Günümüzün değişen ve dönüşen iş dünyasında başarının temelindeki koşullar değişime uyum ve inovasyon yetenekleri olarak öne çıkıyor. Artık rekabeti belirleyen şey, şirketlerin değişimi ne kadar hızlı okuyup yön verebildiği. Bu yüzden de Ford Otosan olarak çevik inovasyonu sadece üretim süreçlerini hızlandıran bir yöntem olarak değil; mobilitenin geleceğini şekillendiren stratejik bir kas olarak gördüklerini ifade ediyor Ford Otosan Büyüme ve Akıllı Hareketlilik İş Alanı Lideri Erhan Köseoğlu. Çevikliğin, Ford Otosan için yapay zeka, yazılım ve donanım uyumunun aynı ekosistem içinde çalıştığı, hızlı test edilebilen, ölçeklenebilen ve gerçek müşteri değerine dönüştürülebilen bir inovasyon mimarisi anlamına geldiğini belirtiyor. Bu kapsamda dijital ikiz ve simülasyon teknolojileri sayesinde yeni süreçleri önce sanal ortamda deneyimlediklerini, risk almadan inovasyon döngülerini hızlandırdıklarını dile getiren Köseoğlu, sözlerini şöyle sürdürüyor: "Yapay zeka ve gelişmiş analitik, otonom sürüşten bağlantılı araçlara kadar tüm mobilite çözümlerimizde canlı veriyi öngörüye dönüştürerek hareket ediyor ve karar süreçlerimizin çevikliğini artırıyor. Bağlantılı mimariler ve yazılım odaklı altyapı ise operasyonlarımızı yaşayan bir sisteme dönüştürüp bizi hem daha hızlı hem daha esnek kılıyor." Köseoğlu'na göre Ford Otosan'ın dijital dönüşümü, kurum içi girişimcilik kültürü ve Driventure'ın desteklediği ekosistem yaklaşımıyla birleştiğinde, çevik inovasyon yalnızca bir yöntem değil; mobilite ve büyüme vizyonunu ileri taşıyan itici güç haline geliyor.
İNOVASYONUN EN VERİMLİ HALİ İŞ BİRLİĞİ
İnovasyon, sürdürülebilirlik ve uzun vadeli değer yaratımına dayalı bir Ar-Ge yol haritası izlediklerine değinen Köseoğlu, elektrifikasyonun geleceğin büyümesini belirleyen stratejik bir inovasyon alanı olduğuna değiniyor.
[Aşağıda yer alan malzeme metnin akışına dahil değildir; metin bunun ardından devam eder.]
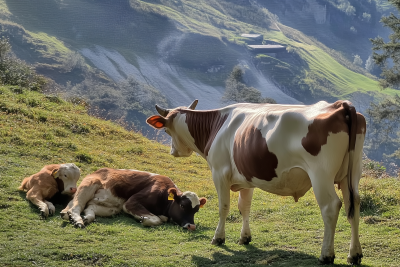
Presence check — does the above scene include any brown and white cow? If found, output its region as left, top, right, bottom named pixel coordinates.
left=61, top=168, right=207, bottom=230
left=18, top=163, right=80, bottom=218
left=147, top=100, right=366, bottom=264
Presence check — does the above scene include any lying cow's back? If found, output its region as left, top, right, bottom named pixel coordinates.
left=81, top=168, right=176, bottom=200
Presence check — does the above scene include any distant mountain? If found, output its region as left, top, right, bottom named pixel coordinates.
left=0, top=0, right=394, bottom=131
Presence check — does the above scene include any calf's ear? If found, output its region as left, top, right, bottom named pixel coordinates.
left=146, top=115, right=167, bottom=129
left=168, top=188, right=178, bottom=200
left=51, top=169, right=58, bottom=179
left=199, top=197, right=207, bottom=208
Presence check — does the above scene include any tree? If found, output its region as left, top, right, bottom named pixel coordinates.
left=222, top=66, right=276, bottom=104
left=365, top=56, right=374, bottom=72
left=353, top=55, right=363, bottom=66
left=370, top=0, right=400, bottom=88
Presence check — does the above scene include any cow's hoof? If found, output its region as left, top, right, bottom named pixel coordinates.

Markanın E-Transit'le başlayan elektrikli ürün yolculuğunun; E-Transit Custom, E-Tourneo Courier ve Puma Gen-E gibi yeni jenerasyon modellerle genişlediğini hatırlatan Köseoğlu, elektrifikasyonu, batarya teknolojileriyle sınırlı bir dönüşüm olarak değil; yazılım odaklı mimariler, bağlantılılık çözümleri, termal yönetim, enerji verimliliği ve dijital araç mimarilerinin iç içe geçtiği bir inovasyon alanı olarak gördüklerini ekliyor. Ford Otosan'da inovasyon yaklaşımının bir diğer önemli bacağı kurumiçi girişimcilik. Bluepath Robotics veya Storecell gibi projelerin ortaya çıkışı, şirket içinde yeteneklere alan açıldığında güçlü çözümler geliştirilebildiğinin kanıtı. "Kurumiçi girişimcilik kültürü sayesinde mobilite teknolojilerindeki dönüşümü dışarıdan takip etmiyor, içeriden de hızlandırıyoruz" diyen Köseoğlu, bu inovasyon ekosisteminin dışa bakan yüzü olarak Driventure'a işaret ediyor. Driventure hem Türkiye'deki girişimcilik ekosisteminin hızını mobilite alanına taşıyor hem de Ford Otosan'ın stratejik ihtiyaçlarıyla start-up'ların yaratıcılığını buluşturuyor. Büyütech gibi şirketlerin hem yatırım ortağı olmasının hem de tedarik zincirinin aktif bir parçası haline gelmesinin, inovasyonun en verimli halinin iş birliği olduğunu kanıtladığını söylüyor.